Two new reports show that many employers continue to struggle to recruit and retain Black employees

by | Oct 15, 2021 | Blog

Two new reports show that many employers continue to struggle to recruit and retain Black employees.

That’s the headline.

What it should probably read is:

Racist employers are not doing enough to recruit and not be racist to black employees.

Because let’s face it thats the real reason why companies are not retaining black employees.

The report said that many Black job applicants feel they are treated unfairly in the recruitment process and continue to face racism at work with inadequate support. Yes in 2021, how shameful.

The Institute of Student Employers reported that 54% of employers have a strategy to attract Black candidates to their business but only 44% of employers track retention.

Strategy? You mean someone decided “we should be more diverse. Let’s recruit more of those black people”… because that isn’t a strategy. A strategy would be to actually recruit more black people, use black and people of colour owned businesses to help recruit, go to the marketplace and see what value and experience that black people can bring – not just because they are black though, as that is tokenism, but because they are actually good and can do the job well.

Another survey, Race at Work, has found that although job applicants from Caribbean (71%) and African (67%) backgrounds are more likely to use a recruitment agency than white people (47%), only 34% of Black candidates felt they are treated fairly, compared to 49% of white people. 

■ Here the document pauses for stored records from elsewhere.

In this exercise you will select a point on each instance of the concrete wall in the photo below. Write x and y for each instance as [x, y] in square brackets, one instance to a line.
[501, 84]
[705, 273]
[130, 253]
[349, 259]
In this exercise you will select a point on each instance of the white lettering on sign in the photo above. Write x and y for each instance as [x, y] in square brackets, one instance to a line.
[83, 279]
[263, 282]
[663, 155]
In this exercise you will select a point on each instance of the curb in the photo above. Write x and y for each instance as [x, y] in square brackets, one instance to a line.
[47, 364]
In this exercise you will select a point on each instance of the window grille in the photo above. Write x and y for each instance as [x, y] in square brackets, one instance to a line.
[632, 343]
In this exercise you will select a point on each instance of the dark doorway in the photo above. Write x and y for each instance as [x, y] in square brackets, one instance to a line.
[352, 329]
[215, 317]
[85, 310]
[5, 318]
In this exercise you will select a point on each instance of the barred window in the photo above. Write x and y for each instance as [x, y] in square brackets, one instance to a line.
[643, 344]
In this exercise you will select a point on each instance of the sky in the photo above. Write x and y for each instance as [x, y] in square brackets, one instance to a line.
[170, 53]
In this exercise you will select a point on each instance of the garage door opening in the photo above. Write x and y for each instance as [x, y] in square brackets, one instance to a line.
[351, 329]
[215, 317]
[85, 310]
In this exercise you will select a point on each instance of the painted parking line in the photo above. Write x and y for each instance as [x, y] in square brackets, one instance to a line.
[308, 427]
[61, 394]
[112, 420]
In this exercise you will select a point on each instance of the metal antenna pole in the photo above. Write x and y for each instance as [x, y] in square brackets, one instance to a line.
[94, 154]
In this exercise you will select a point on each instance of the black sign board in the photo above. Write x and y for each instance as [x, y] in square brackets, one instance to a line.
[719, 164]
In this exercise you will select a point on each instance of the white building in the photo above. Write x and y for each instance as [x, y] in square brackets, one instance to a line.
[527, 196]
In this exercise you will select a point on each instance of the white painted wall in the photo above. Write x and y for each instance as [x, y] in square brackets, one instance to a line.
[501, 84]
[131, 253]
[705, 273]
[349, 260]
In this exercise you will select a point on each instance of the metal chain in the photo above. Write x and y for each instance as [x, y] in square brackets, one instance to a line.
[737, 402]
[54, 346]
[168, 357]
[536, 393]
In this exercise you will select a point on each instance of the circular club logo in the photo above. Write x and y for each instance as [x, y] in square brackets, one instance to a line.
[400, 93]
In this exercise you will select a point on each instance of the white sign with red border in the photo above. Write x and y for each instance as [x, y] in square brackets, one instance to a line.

Black employees continue to face specific challenges in the workplace, including explicit and covert racism and a lack of representation of Black people in senior positions. Black graduates have called for more support to help successfully transition into the workforce.

Currently, less than a quarter of employers provide dedicated support to help their Black recruits address the challenges they face. The report found that support networks are the most effective ways to support Black graduates, for example buddy and mentoring schemes, as well as substantial forms of work experience.

Last year, I hosted a couple of podcasts on the subject. I’m no expert and yes my white privilege is big on this I know, but I’m learning and trying, and I’d encourage everyone to do the same here.